Why social value needs to get out of its comfort zone – and what we should do about it

Hannah Oldfield
2023
All
Last month the National Social Value Taskforce released its report outlining a roadmap to a “social value economy”.


The steps laid out are clear and simple – organisations should embed social value at a strategic level, stay accountable, create space to learn and develop, and collaborate with each other to learn and improve. Logical steps, and a clear approach that makes a lot of sense.


But is it really saying anything new?


In social value, we’re really good at talking to each other about the change “we” collectively need to make and the steps we need to take to get there. We’ve got bloody good at expressing it over the years.


Yet we’re still having the same conversations, with the same people – the people who are already invested.


Whose mind are we really changing?


We use words like radical, but how radical are we REALLY being?


And have we got time to be going round in the same old circles?


This week CHY was at the Social Value Conference 2023. The breakout panel on radical collaboration spotlighted local authorities working with anchor institutions in their local areas to build a more joined-up approach to social value.

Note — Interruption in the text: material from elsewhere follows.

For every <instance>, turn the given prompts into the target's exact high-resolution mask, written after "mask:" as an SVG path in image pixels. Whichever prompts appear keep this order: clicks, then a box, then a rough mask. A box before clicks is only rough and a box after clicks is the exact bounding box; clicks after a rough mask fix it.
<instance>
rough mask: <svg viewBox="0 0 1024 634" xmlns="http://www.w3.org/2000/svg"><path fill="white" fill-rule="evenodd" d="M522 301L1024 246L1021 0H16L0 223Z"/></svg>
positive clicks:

Is this an example of fantastic collaboration? Yes! Is it radical? Hardly! Public sector bodies have been collaborating for social good for years. The Sustainable Economy and Culture Board in Leeds (2006) was composed of anchor institutions and major cross sector private sector stakeholders – and this is just one example. We should absolutely be doing more of these kinds of collaborations, but in labelling them radical we’re missing a trick.


It means we set the bar lower than it should be.


We can and should be doing better.


For collaboration to be truly radical, it should look beyond the world already engaged with social value to find genuinely innovative approaches that will push us forward to the next level at a pace beyond glacial.


This requires moving beyond neat diagrams into the messy reality. Experimenting. Taking risks. Engaging with people who may not understand what social value is, but who are taking the actions we need to take (like engaging young people, using data effectively, mobilising communities) and not just making them work but smashing them out of the park.


Breaking into those spaces isn’t easy. But the potential rewards? Massive.


It’s time to stop repackaging what’s been done before and calling it innovation.

Social value is not emergent. It’s as old as the hills. And it’s time to start doing things differently.